一方で、FIFAのインテグリティ・タスクフォースは22日に、「大会を通じて不審な賭博行為や試合操作を示す証拠は確認されなかった」とする報告書を公表しており、両者の見解に違いが生じている。
『The Athletic』によると、コペンハーゲン・グループが問題視した事案には、南アフリカ代表MFテンバ・ズワネがメキシコとの開幕戦終盤に退場処分を受けた場面や、スペイン代表とカーボベルデ代表のグループステージで「スペインが勝利しない」という予測市場に約480万ドル(約7億円)が集まったケースなどが含まれている。
また、スペイン代表FWフェラン・トーレスのゴールがVAR(ビデオ・アシスタント・レフェリー)の判定で取り消されるまで約3分半を要した場面や、アメリカ代表FWフォラリン・バログンの出場可否を巡る予測市場についても調査対象となった。
特にバログンについては、ベルギーとの決勝トーナメント1回戦で出場するかどうかを問う予測市場が、同選手の出場停止処分が正式に保留される前に開設されていたという。コペンハーゲン・グループは、この件についてFIFAに対し書面で説明を求めている。
ただし、同グループは「イエローノーティス」はあくまでオッズの急変やSNS上の情報など複数の要素から注意喚起を行うものであり、試合操作があったことを意味するものではないとしている。
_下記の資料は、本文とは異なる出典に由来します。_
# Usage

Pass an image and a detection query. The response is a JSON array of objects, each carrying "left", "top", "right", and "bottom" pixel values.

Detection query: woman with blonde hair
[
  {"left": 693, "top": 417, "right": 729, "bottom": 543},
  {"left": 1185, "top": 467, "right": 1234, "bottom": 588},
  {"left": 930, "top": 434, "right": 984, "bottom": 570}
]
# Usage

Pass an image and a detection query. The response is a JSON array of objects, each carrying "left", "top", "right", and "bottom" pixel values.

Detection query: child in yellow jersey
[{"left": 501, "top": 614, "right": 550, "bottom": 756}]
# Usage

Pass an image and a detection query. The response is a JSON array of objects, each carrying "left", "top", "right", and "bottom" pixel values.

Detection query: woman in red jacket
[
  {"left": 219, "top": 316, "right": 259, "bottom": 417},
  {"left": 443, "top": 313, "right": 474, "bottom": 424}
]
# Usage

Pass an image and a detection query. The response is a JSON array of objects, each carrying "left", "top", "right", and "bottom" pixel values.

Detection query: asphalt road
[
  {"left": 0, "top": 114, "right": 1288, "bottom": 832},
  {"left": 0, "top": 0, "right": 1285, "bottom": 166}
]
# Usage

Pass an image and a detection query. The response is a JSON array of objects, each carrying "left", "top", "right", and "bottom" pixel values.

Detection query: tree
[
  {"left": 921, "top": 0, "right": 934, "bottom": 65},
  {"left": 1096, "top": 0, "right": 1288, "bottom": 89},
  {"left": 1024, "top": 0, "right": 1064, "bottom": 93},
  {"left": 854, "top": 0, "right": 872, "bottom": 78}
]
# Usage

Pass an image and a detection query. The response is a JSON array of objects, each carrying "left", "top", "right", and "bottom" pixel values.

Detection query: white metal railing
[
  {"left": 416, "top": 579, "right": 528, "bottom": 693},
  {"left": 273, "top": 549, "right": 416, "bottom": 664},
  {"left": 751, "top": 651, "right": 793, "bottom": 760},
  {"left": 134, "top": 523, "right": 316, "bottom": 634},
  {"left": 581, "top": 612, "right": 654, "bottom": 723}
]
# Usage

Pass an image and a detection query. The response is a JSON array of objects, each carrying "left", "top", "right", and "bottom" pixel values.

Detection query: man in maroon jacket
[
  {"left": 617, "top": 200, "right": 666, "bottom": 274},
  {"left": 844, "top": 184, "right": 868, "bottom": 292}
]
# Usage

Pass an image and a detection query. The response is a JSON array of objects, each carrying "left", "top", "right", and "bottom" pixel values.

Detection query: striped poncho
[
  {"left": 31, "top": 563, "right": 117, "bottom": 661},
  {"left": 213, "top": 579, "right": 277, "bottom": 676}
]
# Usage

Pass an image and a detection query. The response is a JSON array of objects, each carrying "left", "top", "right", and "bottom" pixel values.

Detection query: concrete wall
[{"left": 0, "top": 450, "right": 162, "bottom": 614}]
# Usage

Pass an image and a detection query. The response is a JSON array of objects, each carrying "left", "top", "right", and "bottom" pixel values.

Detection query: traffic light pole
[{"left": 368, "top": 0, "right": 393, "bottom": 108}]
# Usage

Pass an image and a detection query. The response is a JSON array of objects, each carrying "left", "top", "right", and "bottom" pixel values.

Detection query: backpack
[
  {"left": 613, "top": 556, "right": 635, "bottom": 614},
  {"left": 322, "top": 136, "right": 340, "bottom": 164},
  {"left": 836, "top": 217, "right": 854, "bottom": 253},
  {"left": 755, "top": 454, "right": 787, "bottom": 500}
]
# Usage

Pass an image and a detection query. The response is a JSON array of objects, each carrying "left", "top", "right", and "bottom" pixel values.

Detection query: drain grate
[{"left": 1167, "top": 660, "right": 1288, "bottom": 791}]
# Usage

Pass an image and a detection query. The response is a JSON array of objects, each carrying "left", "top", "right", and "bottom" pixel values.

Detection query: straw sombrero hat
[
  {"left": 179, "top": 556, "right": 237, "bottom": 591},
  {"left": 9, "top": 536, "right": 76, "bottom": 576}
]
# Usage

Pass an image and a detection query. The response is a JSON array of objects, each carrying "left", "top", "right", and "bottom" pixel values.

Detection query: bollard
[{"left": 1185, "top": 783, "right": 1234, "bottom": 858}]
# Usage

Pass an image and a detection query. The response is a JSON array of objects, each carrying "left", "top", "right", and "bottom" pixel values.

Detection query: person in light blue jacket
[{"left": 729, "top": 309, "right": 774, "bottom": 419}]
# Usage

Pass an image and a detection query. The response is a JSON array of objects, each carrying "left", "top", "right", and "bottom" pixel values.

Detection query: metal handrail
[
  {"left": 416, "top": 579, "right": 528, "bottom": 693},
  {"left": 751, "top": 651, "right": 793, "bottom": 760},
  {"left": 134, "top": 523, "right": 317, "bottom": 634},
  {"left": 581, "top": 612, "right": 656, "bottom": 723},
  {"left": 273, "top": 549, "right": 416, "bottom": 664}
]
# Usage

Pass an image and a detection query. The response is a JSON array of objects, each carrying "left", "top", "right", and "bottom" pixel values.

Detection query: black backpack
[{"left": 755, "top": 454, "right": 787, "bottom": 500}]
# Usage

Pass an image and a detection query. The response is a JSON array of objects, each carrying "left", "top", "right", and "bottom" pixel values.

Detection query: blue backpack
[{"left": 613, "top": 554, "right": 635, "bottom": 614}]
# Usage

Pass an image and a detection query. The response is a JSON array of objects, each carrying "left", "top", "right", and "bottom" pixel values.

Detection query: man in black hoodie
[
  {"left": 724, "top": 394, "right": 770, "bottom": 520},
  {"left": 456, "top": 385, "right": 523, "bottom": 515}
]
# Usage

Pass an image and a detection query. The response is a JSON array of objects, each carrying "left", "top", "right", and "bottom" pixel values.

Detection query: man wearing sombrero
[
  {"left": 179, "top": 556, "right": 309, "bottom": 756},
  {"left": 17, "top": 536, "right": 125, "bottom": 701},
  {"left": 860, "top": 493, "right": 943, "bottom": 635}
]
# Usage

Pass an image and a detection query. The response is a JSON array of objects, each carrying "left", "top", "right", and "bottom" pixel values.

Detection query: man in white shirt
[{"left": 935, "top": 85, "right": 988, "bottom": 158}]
ギャンブル業界の専門家クリスチャン・カルブ氏も『The Athletic』に対し、「予測市場で見られた異常な動きには、ブックメーカーがリスク回避のために利用するヘッジ取引など、試合操作以外の理由も考えられる」と説明。現時点で不正が確認されたわけではないとの見方を示した。
コペンハーゲン・グループによると、北中米W杯では約2400億ドル(約35兆円)規模の賭けが行われたと推計されており、カタールW杯の約2倍に達したという。予測市場を含めた継続的な監視は、ワールドカップでは今回が初めて実施された。